Library Rush

Mao Zendog

Chieftain
Joined
Feb 19, 2007
Messages
33
This is a tactic that i will occasionaly use,
I research any cheap techs that i will need such as pottery, iron working, and the weel and then i go streight for literature. Then i put a library in all my citys attributing 5 or more beakers to science a turn(after corruption). By doing this i can get far ahead in tech without needing to get them from the AI.

I Just want to know if anyone has tried this and if they have had any luck with it, because i am not shure if it is all the librarys or just my city growth that is putting me ahead in tech.
 
it is probably a combination. Lots of cities creates lots of science. larger cities create more commerce, creating more science. Libraries take that science and make even more.

In fact, it's not a bad tactic to just go straight for lit and trade for the other 1st level techs - you can often get those nearly as fast.
 
thanks, ill keep that in mind
 
It is probably not worth it though to put libs in town that produce less than 10 commerce.
 
how much effect do libraries and scientists have on the speed of getting new techs?
how is this calculated
 
Well, individually, that's highly dependant on the situation (that is, I can't say that one library will speed it up much, if at all).

I assume you don't know how techs are researched to make sure I cover all the bases. If you already know much of this, then forgive the long-windedness.

Each of your cities will generate commerce from the tiles that are worked by the citizens of the city. That commerce is lumped up, and divided into three categories: Luxeries (which make your people happy), Tax (which goes into your treasury), and Science.
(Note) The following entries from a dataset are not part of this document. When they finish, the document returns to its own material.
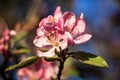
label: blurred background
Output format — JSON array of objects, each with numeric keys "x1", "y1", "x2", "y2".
[{"x1": 0, "y1": 0, "x2": 120, "y2": 80}]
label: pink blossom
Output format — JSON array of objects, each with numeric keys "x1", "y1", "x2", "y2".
[
  {"x1": 17, "y1": 59, "x2": 58, "y2": 80},
  {"x1": 33, "y1": 7, "x2": 67, "y2": 57},
  {"x1": 63, "y1": 12, "x2": 91, "y2": 44},
  {"x1": 33, "y1": 6, "x2": 91, "y2": 57}
]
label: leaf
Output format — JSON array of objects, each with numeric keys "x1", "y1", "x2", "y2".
[
  {"x1": 11, "y1": 48, "x2": 30, "y2": 54},
  {"x1": 5, "y1": 56, "x2": 41, "y2": 71},
  {"x1": 68, "y1": 51, "x2": 109, "y2": 68}
]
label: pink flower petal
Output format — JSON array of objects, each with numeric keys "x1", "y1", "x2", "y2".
[
  {"x1": 54, "y1": 6, "x2": 62, "y2": 22},
  {"x1": 65, "y1": 32, "x2": 74, "y2": 45},
  {"x1": 33, "y1": 36, "x2": 51, "y2": 47},
  {"x1": 37, "y1": 47, "x2": 55, "y2": 57},
  {"x1": 63, "y1": 12, "x2": 76, "y2": 32},
  {"x1": 74, "y1": 34, "x2": 92, "y2": 44},
  {"x1": 37, "y1": 28, "x2": 45, "y2": 36},
  {"x1": 59, "y1": 36, "x2": 68, "y2": 50},
  {"x1": 71, "y1": 18, "x2": 85, "y2": 36}
]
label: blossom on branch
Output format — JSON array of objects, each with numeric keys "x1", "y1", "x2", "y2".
[{"x1": 33, "y1": 6, "x2": 91, "y2": 57}]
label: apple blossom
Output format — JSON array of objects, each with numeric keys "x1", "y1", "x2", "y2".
[
  {"x1": 33, "y1": 7, "x2": 67, "y2": 57},
  {"x1": 33, "y1": 6, "x2": 91, "y2": 57}
]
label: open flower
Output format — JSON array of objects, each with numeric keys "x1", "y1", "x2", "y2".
[
  {"x1": 33, "y1": 6, "x2": 91, "y2": 57},
  {"x1": 33, "y1": 7, "x2": 67, "y2": 57}
]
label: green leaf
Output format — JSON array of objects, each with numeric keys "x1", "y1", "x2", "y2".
[
  {"x1": 5, "y1": 56, "x2": 41, "y2": 71},
  {"x1": 68, "y1": 51, "x2": 109, "y2": 68},
  {"x1": 11, "y1": 48, "x2": 30, "y2": 54}
]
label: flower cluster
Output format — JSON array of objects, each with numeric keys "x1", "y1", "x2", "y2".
[{"x1": 33, "y1": 6, "x2": 91, "y2": 57}]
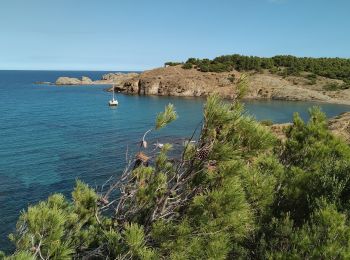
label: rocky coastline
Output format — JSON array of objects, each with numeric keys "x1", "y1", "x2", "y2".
[{"x1": 39, "y1": 65, "x2": 350, "y2": 105}]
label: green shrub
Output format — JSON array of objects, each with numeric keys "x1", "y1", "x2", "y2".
[{"x1": 182, "y1": 63, "x2": 193, "y2": 70}]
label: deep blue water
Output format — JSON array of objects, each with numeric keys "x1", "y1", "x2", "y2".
[{"x1": 0, "y1": 71, "x2": 350, "y2": 253}]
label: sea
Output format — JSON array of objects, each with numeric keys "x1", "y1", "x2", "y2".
[{"x1": 0, "y1": 70, "x2": 350, "y2": 253}]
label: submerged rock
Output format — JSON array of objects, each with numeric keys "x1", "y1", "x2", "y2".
[{"x1": 55, "y1": 77, "x2": 82, "y2": 85}]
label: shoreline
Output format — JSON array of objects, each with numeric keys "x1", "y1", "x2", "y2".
[{"x1": 34, "y1": 66, "x2": 350, "y2": 106}]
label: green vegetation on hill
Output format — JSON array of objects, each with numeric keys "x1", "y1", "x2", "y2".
[
  {"x1": 0, "y1": 81, "x2": 350, "y2": 260},
  {"x1": 166, "y1": 54, "x2": 350, "y2": 83}
]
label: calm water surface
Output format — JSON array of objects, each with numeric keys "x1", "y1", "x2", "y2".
[{"x1": 0, "y1": 71, "x2": 350, "y2": 251}]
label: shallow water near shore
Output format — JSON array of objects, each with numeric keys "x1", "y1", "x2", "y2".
[{"x1": 0, "y1": 71, "x2": 350, "y2": 251}]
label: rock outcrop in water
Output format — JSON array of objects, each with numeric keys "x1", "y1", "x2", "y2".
[
  {"x1": 53, "y1": 72, "x2": 139, "y2": 86},
  {"x1": 50, "y1": 65, "x2": 350, "y2": 105},
  {"x1": 55, "y1": 77, "x2": 82, "y2": 85},
  {"x1": 107, "y1": 66, "x2": 350, "y2": 104}
]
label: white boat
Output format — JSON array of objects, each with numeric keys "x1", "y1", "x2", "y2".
[{"x1": 108, "y1": 85, "x2": 118, "y2": 106}]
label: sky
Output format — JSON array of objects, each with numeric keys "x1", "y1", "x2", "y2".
[{"x1": 0, "y1": 0, "x2": 350, "y2": 71}]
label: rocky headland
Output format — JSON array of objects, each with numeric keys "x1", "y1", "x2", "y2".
[
  {"x1": 269, "y1": 112, "x2": 350, "y2": 143},
  {"x1": 45, "y1": 72, "x2": 139, "y2": 86},
  {"x1": 44, "y1": 65, "x2": 350, "y2": 105},
  {"x1": 110, "y1": 65, "x2": 350, "y2": 105}
]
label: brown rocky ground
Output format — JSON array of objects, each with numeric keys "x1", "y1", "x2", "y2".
[
  {"x1": 270, "y1": 112, "x2": 350, "y2": 143},
  {"x1": 51, "y1": 65, "x2": 350, "y2": 105},
  {"x1": 117, "y1": 66, "x2": 350, "y2": 104}
]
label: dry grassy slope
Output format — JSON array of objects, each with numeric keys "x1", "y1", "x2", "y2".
[{"x1": 118, "y1": 66, "x2": 350, "y2": 104}]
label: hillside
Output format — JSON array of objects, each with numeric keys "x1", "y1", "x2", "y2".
[{"x1": 116, "y1": 65, "x2": 350, "y2": 104}]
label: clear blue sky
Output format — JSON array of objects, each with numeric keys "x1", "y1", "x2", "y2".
[{"x1": 0, "y1": 0, "x2": 350, "y2": 70}]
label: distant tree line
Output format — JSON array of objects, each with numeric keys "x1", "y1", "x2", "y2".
[{"x1": 166, "y1": 54, "x2": 350, "y2": 83}]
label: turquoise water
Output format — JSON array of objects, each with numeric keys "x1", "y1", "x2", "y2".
[{"x1": 0, "y1": 71, "x2": 350, "y2": 250}]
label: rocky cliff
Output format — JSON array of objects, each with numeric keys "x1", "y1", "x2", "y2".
[
  {"x1": 54, "y1": 72, "x2": 139, "y2": 86},
  {"x1": 116, "y1": 65, "x2": 350, "y2": 104}
]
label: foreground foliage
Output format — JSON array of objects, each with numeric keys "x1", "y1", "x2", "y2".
[{"x1": 0, "y1": 90, "x2": 350, "y2": 259}]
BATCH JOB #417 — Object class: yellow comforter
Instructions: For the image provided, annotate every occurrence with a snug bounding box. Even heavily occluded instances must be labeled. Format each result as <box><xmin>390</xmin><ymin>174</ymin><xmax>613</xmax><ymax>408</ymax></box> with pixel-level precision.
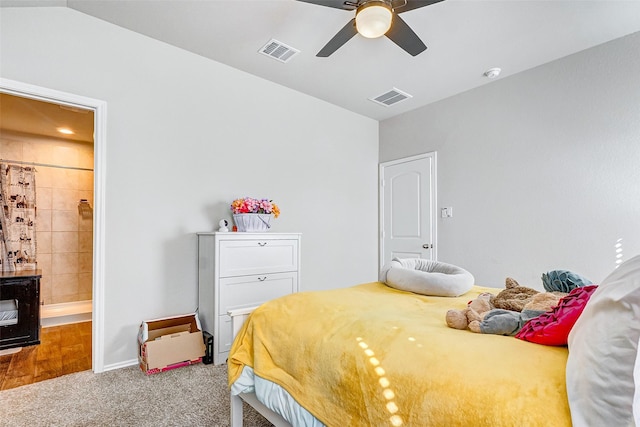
<box><xmin>228</xmin><ymin>282</ymin><xmax>571</xmax><ymax>427</ymax></box>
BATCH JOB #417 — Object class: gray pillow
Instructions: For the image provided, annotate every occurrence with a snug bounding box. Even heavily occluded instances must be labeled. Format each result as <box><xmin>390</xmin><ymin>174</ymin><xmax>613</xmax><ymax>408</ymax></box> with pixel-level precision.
<box><xmin>378</xmin><ymin>258</ymin><xmax>474</xmax><ymax>297</ymax></box>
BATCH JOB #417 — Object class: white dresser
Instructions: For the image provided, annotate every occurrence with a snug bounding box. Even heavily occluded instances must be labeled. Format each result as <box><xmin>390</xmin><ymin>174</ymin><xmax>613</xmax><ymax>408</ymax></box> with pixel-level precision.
<box><xmin>197</xmin><ymin>232</ymin><xmax>301</xmax><ymax>365</ymax></box>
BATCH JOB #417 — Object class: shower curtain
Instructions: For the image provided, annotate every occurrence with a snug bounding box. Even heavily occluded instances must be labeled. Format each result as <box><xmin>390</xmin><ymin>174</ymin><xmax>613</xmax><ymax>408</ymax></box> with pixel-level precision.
<box><xmin>0</xmin><ymin>163</ymin><xmax>36</xmax><ymax>271</ymax></box>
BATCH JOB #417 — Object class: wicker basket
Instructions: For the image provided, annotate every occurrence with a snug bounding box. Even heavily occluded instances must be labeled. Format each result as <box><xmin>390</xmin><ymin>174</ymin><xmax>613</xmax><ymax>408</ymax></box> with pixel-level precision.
<box><xmin>233</xmin><ymin>214</ymin><xmax>271</xmax><ymax>232</ymax></box>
Science is accumulated over the turns, and is applied to the tech you're researching. Each tech has a cost to it. Once you accumulate enough beakers to cover the cost, you research the tech. You can change the rate each of these three categories in the domestic advisor screen, if you didn't know already (F1).

Libraries will add 50% of the science in the city they are built in. If you have twenty cities, one library won't help much. If you build a library in every city, it could increase your speed by up to 50%. It might be lower, though, due to the way the computer rounds percentages in individual cities.

A scientist, on the other hand, will contribute 3 beakers per turn, a flat rate. Generally, these are not worth it, unless the city is almost completely corrupt.
 
A scientist, on the other hand, will contribute 3 beakers per turn, a flat rate. Generally, these are not worth it, unless the city is almost completely corrupt.

Scientists are great, even in less corrupted towns. Every lib will help a bit. Just make sure calculate the 1gpt maintenance cost, so every city over 5 science is very reasonable. As AT mentioned try not to spend to many turns of 1st and 2nd tier techs, AI will research those.
 
As for the scientist specialist. it produces 3 bpt in C3C

(cpt=commerce per turn, bpt=beakers per turn)

Your capital in republic, each citizen will produce 2 cpt (assuming no commerce bonuses on the tile) with 100% SCI, a lib will turn it into 3 bpt a uni in 4 bpt. And that is only with 100% sci and no corruption.
In monarchy, or other non representative gov, this is only half. or 2 bpt with both a lib and a uni.

One can see now the scientist thus would do better in all but the ideal situation for your capital. Of course a tile working citizen will also produce food and shields. But if you don't need those, a scientist usually out-researches a normal citizen.

Well, this would be different for coastal towns working water, but again, coast and sea don't give shields. (though they do give food) With a commercial doc, things change again. But again, mostly in very low corrupt cities.

So don't dish the scientist to easily.
 
Trying to think about why the 10 commerce rule would make sense:

10 commerce @ 100% * 50% = 5 extra beakers. A scientist gets 3 beakers. A lib costs 1 gpt to maintain, so a lib vs just making a scientist helps only when there are 10 beakers from commerce. That makes sense.

one thing to be aware of is that, as far as I can tell, citizens make more 2 commerce turn in the core - usually, it's around 2.3->2.5 commerce - from rivers, commerce bonuses and coast. Usually, sites near commerce bonuses are settled early (for luxes, river growth, harbors, gold, etc) so early in the game, it might be higher.
 
Sometimes, if I'm a Scientific civ, I'll try to get literature as soon as possible, build those libraries on the cheap for the cultural benefit.
 
Libraries are a definite help. The stats posted above are correct, so the cumulative effect (thus library rush) can help a ton, without the opportunity cost of so many scientists.